It’s a fact; when you have fibromyalgia you will experience setbacks from time-to-time. Even if you have been managing your condition well for a while, a flare up can still occur and knock you flat on your face. It is a part of the condition and something that we need to accept can happen when we over-do things.
A flare-up may seem unexpected but there is almost always a cause. Sometimes it will be glaringly obvious, such as eating food you know doesn’t agree with you, other times you might be left feeling clueless. I personally try not to over think it if I am unsure of the cause and instead focus on what I can do to make myself feel better.
It is only natural to get upset about it and to feel frustrated and angry. Flare-ups can be scary and sometimes leave you wondering if you will be stuck feeling this way. It can be hard to envision your health ever improving, especially if it drags on for weeks.
I have just experienced this first hand. I was doing so well for so long and had reached a point where I knew it was definitely possible to live well with fibromyalgia. I was feeling so strong that I made a return to work a couple of weeks ago.
This was something that I previously worried would not be possible for me. I expected it to set me back a little bit initially but I was honestly not prepared for the reaction my body had. Returning to work knocked me for six.
Pain, which had been so minimal, returned. Fatigue, which had also been manageable, floored me.

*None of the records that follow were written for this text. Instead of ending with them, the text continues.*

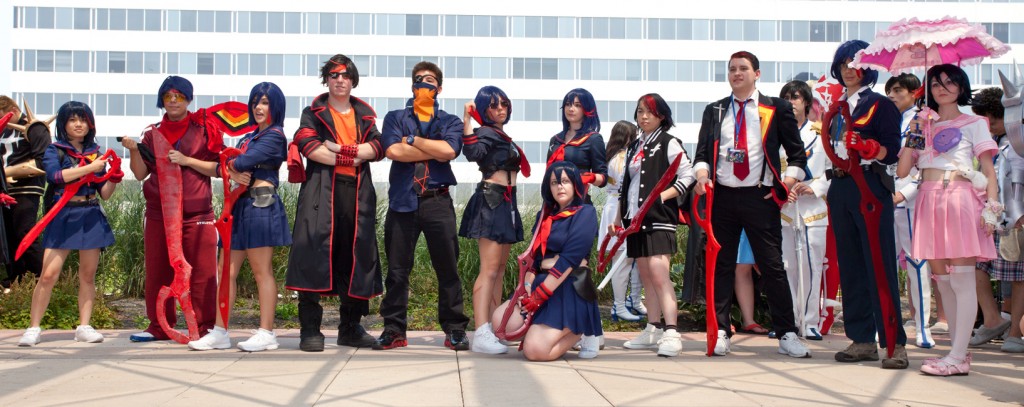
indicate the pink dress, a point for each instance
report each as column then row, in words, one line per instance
column 947, row 221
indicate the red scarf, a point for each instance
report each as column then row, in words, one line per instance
column 545, row 229
column 173, row 131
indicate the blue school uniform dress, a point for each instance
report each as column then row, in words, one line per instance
column 262, row 153
column 570, row 238
column 493, row 211
column 80, row 225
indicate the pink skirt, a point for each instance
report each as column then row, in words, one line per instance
column 947, row 222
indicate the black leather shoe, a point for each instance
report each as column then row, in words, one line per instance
column 313, row 342
column 457, row 340
column 390, row 339
column 355, row 336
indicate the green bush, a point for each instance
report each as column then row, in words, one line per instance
column 62, row 312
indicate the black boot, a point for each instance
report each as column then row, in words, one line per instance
column 310, row 316
column 350, row 333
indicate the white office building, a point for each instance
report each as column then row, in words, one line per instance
column 115, row 53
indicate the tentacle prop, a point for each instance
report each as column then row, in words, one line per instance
column 870, row 207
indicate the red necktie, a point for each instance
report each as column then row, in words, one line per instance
column 741, row 169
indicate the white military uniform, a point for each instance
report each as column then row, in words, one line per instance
column 920, row 284
column 806, row 231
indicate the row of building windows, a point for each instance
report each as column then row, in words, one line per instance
column 522, row 110
column 398, row 66
column 461, row 26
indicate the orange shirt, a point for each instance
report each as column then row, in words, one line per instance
column 344, row 127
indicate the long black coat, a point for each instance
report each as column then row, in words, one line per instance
column 309, row 266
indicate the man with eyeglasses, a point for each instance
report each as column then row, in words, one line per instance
column 421, row 140
column 334, row 249
column 190, row 148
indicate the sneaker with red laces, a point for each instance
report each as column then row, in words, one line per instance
column 390, row 339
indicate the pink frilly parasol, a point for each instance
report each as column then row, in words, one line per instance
column 909, row 44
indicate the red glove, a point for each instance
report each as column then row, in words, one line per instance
column 534, row 301
column 868, row 149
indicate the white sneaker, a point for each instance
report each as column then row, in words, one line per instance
column 216, row 338
column 1013, row 346
column 85, row 333
column 261, row 339
column 647, row 338
column 31, row 337
column 484, row 341
column 792, row 346
column 671, row 344
column 590, row 346
column 722, row 346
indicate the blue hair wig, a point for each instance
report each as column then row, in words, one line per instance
column 557, row 169
column 71, row 110
column 591, row 122
column 488, row 95
column 848, row 50
column 177, row 83
column 274, row 96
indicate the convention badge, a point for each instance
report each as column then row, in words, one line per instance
column 946, row 139
column 736, row 156
column 914, row 139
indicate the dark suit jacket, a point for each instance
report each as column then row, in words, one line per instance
column 778, row 128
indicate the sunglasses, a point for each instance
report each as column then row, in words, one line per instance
column 335, row 75
column 170, row 97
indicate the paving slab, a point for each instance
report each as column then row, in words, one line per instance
column 59, row 371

Night sweats, chest pain, fibro fog, pins and needles and balance issues made an appearance. I had forgotten all about them for a while!
I then started to stress about it, which made the situation even worse. After the initial upset, I managed to calm myself down and look at the situation rationally. Yes, I was feeling pretty terrible but I wasn’t as bad as I was the previous time this happened to me.
I turned my focus towards getting myself better and I am pleased to say that after a week I am beginning to pick up again. This is a real positive as last time it took me weeks to see any improvement. I have learned that how you handle a flare up is incredibly important.
This is the most important thing that you can do for yourself but it is often the most difficult (due to pressures that you place upon yourself). By nature, we want to push and battle on through, especially when we are working.
While you may manage to do this from time-to-time, you are actually doing yourself no favours at all. Your symptoms may subside slightly but you will find that you don’t quite recover to the same level as before.
A flare up is essentially your body’s way of saying it is not coping. If you keep on pushing, which is what I did for a long time, flares will occur more often and eventually your body will reach a point where it is in a constant flare.
At this point your body is running on adrenaline and eventually this will lead to collapse. This is exactly what happened to me. Please take my advice; stop and rest. Allow your body the time it needs to recover when you experience a flare.